Re: [PATCH v10 07/21] gpu: nova-core: mm: Add TLB flush support

From: Eliot Courtney

Date: Thu Apr 02 2026 - 01:49:26 EST

On Wed Apr 1, 2026 at 6:20 AM JST, Joel Fernandes wrote:
> Add TLB (Translation Lookaside Buffer) flush support for GPU MMU.
>
> After modifying page table entries, the GPU's TLB must be invalidated
> to ensure the new mappings take effect.
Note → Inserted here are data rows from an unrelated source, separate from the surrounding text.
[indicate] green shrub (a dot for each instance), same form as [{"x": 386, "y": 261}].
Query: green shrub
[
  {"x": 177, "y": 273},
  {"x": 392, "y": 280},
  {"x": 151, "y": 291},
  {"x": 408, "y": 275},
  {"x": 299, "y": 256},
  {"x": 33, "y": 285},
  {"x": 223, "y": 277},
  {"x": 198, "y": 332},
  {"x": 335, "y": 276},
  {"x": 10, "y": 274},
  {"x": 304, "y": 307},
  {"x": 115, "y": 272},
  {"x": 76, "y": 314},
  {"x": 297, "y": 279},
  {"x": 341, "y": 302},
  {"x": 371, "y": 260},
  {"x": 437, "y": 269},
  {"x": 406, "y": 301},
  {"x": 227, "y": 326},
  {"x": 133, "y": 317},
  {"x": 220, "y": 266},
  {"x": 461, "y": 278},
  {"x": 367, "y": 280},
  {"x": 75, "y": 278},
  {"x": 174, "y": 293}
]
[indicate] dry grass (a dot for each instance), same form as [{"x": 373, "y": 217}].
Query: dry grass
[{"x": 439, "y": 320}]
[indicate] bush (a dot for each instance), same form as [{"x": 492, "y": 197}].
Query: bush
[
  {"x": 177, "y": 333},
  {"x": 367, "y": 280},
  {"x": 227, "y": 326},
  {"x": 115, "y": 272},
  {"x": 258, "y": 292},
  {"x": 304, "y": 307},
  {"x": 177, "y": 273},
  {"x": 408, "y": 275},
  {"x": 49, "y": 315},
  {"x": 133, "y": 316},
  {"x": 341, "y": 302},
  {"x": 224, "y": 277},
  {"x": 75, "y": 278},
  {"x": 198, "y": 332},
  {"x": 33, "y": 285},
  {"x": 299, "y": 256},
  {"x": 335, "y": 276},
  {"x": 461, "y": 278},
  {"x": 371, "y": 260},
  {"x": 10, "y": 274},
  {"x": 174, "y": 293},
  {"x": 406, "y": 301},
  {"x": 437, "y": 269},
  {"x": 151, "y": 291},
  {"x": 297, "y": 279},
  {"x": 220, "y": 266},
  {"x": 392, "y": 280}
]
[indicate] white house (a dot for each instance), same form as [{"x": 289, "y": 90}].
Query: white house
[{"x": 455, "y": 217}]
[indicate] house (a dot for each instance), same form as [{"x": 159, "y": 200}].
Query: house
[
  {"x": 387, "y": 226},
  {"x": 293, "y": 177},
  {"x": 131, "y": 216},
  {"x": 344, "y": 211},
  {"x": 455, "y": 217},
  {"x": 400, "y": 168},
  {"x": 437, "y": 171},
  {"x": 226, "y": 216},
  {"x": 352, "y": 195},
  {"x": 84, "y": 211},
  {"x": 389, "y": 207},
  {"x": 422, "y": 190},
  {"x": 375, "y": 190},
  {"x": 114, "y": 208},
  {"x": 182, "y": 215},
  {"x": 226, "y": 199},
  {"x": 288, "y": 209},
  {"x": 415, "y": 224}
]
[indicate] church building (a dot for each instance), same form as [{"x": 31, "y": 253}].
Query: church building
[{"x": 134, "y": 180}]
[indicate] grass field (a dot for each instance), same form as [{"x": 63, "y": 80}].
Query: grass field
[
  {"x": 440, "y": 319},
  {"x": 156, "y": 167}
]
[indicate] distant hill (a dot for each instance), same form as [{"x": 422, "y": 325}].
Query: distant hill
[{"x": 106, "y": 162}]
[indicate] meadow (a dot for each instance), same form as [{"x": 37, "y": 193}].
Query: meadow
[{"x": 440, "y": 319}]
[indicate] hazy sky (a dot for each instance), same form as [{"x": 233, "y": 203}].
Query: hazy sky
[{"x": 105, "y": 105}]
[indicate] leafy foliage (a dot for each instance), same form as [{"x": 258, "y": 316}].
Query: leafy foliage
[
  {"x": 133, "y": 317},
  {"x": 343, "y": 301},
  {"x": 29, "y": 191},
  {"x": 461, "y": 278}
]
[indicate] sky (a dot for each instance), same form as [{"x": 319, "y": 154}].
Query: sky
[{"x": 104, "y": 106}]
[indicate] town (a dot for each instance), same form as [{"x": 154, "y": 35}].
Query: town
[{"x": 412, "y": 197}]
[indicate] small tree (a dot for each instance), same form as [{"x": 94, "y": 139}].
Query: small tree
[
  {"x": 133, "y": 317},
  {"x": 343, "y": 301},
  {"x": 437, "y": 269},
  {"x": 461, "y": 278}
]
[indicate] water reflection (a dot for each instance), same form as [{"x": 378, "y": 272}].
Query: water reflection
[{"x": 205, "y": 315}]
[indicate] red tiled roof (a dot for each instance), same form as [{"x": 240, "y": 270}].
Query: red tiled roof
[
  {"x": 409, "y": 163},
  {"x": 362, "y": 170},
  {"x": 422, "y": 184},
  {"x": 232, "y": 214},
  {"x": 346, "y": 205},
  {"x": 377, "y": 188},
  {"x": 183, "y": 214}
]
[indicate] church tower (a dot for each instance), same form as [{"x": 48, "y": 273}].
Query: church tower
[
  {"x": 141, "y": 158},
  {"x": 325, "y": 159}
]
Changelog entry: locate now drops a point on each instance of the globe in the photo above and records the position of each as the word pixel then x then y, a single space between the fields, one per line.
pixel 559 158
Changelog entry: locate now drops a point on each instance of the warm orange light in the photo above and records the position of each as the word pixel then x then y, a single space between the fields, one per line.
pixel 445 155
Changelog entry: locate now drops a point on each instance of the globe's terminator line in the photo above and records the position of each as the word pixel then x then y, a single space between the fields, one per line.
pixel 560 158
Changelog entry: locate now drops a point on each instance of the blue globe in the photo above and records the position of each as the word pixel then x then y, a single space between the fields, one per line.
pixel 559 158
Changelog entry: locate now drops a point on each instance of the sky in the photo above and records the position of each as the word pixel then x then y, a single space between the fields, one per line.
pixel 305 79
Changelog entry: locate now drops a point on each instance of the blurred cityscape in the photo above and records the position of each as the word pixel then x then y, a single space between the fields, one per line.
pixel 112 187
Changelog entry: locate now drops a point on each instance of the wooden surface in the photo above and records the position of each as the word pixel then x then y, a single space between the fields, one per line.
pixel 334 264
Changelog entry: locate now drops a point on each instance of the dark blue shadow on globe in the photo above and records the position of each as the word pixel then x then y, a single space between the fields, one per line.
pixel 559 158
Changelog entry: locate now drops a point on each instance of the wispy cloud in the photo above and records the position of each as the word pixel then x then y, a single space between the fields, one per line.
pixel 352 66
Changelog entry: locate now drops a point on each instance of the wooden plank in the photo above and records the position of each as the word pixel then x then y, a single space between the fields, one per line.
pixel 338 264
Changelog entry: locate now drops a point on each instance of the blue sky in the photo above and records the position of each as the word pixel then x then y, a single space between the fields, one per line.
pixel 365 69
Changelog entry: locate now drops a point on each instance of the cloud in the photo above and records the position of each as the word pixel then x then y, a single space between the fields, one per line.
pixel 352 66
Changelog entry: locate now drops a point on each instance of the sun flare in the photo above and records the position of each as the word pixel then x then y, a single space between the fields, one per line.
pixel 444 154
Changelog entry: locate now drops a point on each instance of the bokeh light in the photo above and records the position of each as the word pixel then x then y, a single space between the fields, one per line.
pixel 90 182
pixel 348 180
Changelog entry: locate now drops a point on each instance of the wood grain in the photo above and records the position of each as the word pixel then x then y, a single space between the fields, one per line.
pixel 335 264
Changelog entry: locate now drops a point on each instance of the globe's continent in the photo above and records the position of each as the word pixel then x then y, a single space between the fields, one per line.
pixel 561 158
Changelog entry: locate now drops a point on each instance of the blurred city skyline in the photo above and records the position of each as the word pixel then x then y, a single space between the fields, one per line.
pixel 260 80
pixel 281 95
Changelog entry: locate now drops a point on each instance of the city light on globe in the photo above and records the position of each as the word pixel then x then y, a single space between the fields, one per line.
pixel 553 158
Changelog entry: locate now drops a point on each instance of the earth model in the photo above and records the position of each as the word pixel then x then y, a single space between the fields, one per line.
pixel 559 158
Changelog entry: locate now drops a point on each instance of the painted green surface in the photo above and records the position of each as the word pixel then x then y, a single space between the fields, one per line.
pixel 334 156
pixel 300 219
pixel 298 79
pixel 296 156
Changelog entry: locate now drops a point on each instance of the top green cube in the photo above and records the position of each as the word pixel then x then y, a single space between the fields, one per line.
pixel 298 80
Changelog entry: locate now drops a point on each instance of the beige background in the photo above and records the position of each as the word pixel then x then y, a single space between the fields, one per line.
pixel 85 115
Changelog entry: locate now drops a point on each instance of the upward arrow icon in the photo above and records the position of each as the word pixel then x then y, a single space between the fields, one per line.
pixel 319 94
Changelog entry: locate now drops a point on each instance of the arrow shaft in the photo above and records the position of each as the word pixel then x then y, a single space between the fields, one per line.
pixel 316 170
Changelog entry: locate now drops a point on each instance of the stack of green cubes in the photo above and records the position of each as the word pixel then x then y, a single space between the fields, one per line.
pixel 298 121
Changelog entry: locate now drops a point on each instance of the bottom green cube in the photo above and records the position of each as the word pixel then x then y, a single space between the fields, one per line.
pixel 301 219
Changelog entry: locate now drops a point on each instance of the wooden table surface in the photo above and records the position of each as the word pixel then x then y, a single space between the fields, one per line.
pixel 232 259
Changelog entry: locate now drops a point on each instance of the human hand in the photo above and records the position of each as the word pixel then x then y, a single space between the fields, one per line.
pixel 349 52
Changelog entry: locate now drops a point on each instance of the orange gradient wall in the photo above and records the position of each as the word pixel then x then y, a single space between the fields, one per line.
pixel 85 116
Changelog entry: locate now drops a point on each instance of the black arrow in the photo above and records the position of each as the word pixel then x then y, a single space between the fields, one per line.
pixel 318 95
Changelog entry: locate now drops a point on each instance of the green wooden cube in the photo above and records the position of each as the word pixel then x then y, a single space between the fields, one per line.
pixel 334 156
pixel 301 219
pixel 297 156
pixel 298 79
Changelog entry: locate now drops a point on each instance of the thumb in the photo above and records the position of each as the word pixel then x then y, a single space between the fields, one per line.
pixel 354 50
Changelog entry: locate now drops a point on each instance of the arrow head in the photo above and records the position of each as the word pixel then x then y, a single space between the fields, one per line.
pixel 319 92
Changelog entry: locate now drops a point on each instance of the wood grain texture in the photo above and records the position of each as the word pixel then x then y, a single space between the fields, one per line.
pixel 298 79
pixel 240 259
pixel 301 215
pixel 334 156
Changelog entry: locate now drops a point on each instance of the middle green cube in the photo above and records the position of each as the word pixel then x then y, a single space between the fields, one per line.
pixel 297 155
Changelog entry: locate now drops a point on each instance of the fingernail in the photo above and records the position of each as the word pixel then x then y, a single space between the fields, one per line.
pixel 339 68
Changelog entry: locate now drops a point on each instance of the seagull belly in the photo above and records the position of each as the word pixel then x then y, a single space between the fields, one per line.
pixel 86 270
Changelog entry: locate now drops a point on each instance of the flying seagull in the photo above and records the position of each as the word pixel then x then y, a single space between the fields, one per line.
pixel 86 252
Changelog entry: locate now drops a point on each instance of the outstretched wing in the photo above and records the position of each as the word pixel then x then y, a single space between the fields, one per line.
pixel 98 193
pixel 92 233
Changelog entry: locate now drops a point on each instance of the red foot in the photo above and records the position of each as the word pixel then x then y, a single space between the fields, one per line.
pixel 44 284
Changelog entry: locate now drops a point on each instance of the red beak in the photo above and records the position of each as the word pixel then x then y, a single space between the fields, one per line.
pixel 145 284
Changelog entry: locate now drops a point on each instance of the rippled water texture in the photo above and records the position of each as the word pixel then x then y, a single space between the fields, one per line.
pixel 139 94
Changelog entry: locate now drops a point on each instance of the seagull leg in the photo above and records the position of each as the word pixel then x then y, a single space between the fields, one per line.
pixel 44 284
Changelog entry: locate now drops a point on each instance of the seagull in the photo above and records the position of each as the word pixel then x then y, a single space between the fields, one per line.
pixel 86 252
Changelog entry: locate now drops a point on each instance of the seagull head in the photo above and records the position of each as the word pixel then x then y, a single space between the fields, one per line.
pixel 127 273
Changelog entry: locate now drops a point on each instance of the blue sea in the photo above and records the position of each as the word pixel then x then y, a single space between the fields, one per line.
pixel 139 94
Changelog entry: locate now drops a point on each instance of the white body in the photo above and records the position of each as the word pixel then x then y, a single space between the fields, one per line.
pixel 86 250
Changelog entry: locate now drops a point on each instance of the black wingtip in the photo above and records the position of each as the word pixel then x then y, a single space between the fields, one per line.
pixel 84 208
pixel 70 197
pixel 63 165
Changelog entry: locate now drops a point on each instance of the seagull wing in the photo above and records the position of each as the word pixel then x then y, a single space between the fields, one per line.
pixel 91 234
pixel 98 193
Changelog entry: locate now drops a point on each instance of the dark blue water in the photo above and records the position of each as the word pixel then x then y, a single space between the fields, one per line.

The Tlb struct provides flush
> functionality through BAR0 registers.
>
> The flush operation writes the page directory base address and triggers
> an invalidation, polling for completion with a 2 second timeout matching
> the Nouveau driver.
>
> Cc: Nikola Djukic <ndjukic@xxxxxxxxxx>
> Signed-off-by: Joel Fernandes <joelagnelf@xxxxxxxxxx>
> ---
> drivers/gpu/nova-core/mm.rs | 1 +
> drivers/gpu/nova-core/mm/tlb.rs | 95 +++++++++++++++++++++++++++++++++
> drivers/gpu/nova-core/regs.rs | 42 +++++++++++++++
> 3 files changed, 138 insertions(+)
> create mode 100644 drivers/gpu/nova-core/mm/tlb.rs
>
> diff --git a/drivers/gpu/nova-core/mm.rs b/drivers/gpu/nova-core/mm.rs
> index 8f3089a5fa88..cfe9cbe11d57 100644
> --- a/drivers/gpu/nova-core/mm.rs
> +++ b/drivers/gpu/nova-core/mm.rs
> @@ -5,6 +5,7 @@
> #![expect(dead_code)]
>
> pub(crate) mod pramin;
> +pub(crate) mod tlb;
>
> use kernel::sizes::SZ_4K;
>
> diff --git a/drivers/gpu/nova-core/mm/tlb.rs b/drivers/gpu/nova-core/mm/tlb.rs
> new file mode 100644
> index 000000000000..cd3cbcf4c739
> --- /dev/null
> +++ b/drivers/gpu/nova-core/mm/tlb.rs
> @@ -0,0 +1,95 @@
> +// SPDX-License-Identifier: GPL-2.0
> +
> +//! TLB (Translation Lookaside Buffer) flush support for GPU MMU.
> +//!
> +//! After modifying page table entries, the GPU's TLB must be flushed to
> +//! ensure the new mappings take effect. This module provides TLB flush
> +//! functionality for virtual memory managers.
> +//!
> +//! # Example
> +//!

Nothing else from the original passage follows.